This elaborate rococo revival table exemplifies the most fashionable English taste of the mid-19th century. With its leather surface, for books to lie flat on, it would have occupied a central position in an elegant library or entrance hall. One of fewer than ten closely related examples found in museum and private collections around the world, the piece closely follows an engraving by the designer, architect, and sculptor Richard H. Bridgens for a “Marqueterie Centre Table.” The pattern appears in Bridgens’s book, Furniture with Candelabra and Interior Decoration, first published in London in 1825.

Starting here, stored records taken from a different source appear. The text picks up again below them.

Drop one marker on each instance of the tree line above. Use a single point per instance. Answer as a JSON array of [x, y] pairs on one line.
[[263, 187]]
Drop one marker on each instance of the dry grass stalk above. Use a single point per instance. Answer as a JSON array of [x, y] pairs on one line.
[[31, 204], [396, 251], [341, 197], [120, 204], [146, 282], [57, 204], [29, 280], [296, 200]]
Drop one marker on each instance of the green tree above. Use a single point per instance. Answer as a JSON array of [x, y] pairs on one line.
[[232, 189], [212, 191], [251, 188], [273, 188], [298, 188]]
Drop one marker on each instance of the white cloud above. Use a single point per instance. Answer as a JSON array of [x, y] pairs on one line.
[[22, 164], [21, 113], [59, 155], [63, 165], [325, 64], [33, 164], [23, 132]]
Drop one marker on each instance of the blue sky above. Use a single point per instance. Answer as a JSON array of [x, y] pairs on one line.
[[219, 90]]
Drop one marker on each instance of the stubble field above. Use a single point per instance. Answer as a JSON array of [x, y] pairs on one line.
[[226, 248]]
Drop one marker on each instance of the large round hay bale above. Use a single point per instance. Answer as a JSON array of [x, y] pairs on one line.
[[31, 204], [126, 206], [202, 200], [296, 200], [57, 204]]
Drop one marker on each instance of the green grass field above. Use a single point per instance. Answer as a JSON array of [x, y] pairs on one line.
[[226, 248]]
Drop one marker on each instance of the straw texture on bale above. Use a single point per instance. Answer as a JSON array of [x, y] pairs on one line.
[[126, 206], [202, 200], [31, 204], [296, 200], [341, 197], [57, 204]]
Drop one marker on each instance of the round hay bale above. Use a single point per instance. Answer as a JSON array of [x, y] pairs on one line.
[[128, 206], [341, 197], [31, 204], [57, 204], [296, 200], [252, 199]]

The table was sold by the firm of Edward Holmes Baldock, one of 19th-century London’s most prominent furniture and porcelain brokers, whose clientele included King George IV and other distinguished patrons. Baldock also made new furniture and “improved” old pieces. We do not know if Baldock produced this table himself, or if he commissioned a specialist to make it and then sold it under his name, but the quality of its construction—visible especially in the complex shape and marquetry decoration of its base—attests to the accomplishment of the cabinetmaker. Based upon information on the bills of sale for similar tables, the marquetry of the IMA’s piece is attributable to Robert Blake or the Blake firm. The design of the marquetry’s Rococo-style scrolls is more German than English, indicating it was probably inspired by German ornamental prints of the 1700s.